We have disproved the folklore that the focus on financial factors alone yields success. We talk about fuzzy factors, values and core purpose. We desire to be entrepreneurs and contribute as Mahindra contributed to post-independent India. Our company was created through idealism when the country needed growth and entrepreneurship. If we do not hone our competitiveness in the services area, we will not be able to mirror the growth in the economy (as the majority of GDP is now being driven by services).
Therefore, we are extending our competencies to areas such as IT, real estate and niche retailing (focussed on products for mothers with young children) and we will also grow our hospitality and after-market businesses such as automartindia. Thus, the services business will show an even higher level of profit once Satyam is consolidated with our group’s financials.
We didn’t have the service competencies when we began, but we developed them as the Indian economy was maturing and learnt and built the knitting.
At Mahindra Satyam, you are way behind established leaders such as TCS, Infosys and Wipro. Do you think the group’s target of being among the top three in any business will be achieved here?
We are seized with the task of fixing the destiny for Tech Mahindra & Mahindra Satyam and how they will become leaders. In everything else, you must remember, we compete in chosen segments.
For instance, at Mahindra & Mahindra Financial Services, we are the biggest rural-focused non-banking financial services company in India, even selling mutual funds and third party housing finance products in rural areas. Our rural reach here is so strong that we are the third largest financiers of Maruti vehicles in India and leaders in rural finance of vehicles for them.
We are the pioneers in the organised multi-brand pre-owned cars business. We are by far larger than anyone else in our space and are getting good traction here too. In fact, the growth numbers in the pre-owned car business are no less than what we are seeing in the original equipment manufacturer market.
At Tech Mahindra, we have become the number one telecom service software provider in the country. We have made investment of a reasonable amount and a material size in Satyam and our ambition clearly is to be number one in this business too. The absence of a public roadmap for us to do this is because it’s competitive information. We know what our strengths are.
Your retail venture doesn’t seem to have taken off in the big-bang way as was perhaps expected…
We went public with Club Mahindra in the 13th year of operations. Our retail business is just about a year old. Yet, it got a debutant retailer award in the industry. We believe we’ve got the fundamentals right and discovered a model that works and you will see this business (Mahindra Retail ) ramp up the ‘Mom & Me’ stores. We know what layout, merchandising, fixtures and locations work. We have the humility to learn enough from the market.
The customer loyalty scores and the consumer feedback that we’ve got here is nothing short of phenomenal.
Your Systech businesses have been under some pressure of late with everal of them running losses. Do you think the inorganic growth strategy here perhaps was ill-advised?

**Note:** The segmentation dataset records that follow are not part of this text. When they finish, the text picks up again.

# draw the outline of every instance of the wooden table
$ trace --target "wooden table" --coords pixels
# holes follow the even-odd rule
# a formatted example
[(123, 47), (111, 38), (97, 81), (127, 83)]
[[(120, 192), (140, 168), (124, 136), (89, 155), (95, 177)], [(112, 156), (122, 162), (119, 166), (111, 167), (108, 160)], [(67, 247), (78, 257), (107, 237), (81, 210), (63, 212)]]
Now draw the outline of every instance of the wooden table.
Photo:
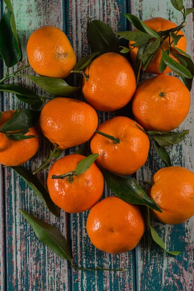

The Systech business was a case of a clean sheet design, which started with no business. The comparative advantage for auto components production is there in India, but we had to get the technology which Indian companies didn’t have. If I had a crystal ball and, therefore, knew acquisitions would have been cheaper a year later, we could have waited, yes.
But remember we never bought anything that was indigestibly large and could’ve put the whole ship in danger. We always acted with the question of whether this can be sustained in a downturn. It plays to a long-term well-defined strategy of a jugalbandi of global technology and the Indian advantage in manufacturing.
In the aerospace business, for instance, customers are focused on being cutting edge and we are designing for the most demanding customers here. Increasingly, these customers are asking us to grow the work done in India.
That’s a jugalbandi that we have because of the acquisitions. You can’t recruit this. At the same time, we have not taken any undue risks. So, we see the Systech business continues to develop on the auto and aerospace platforms.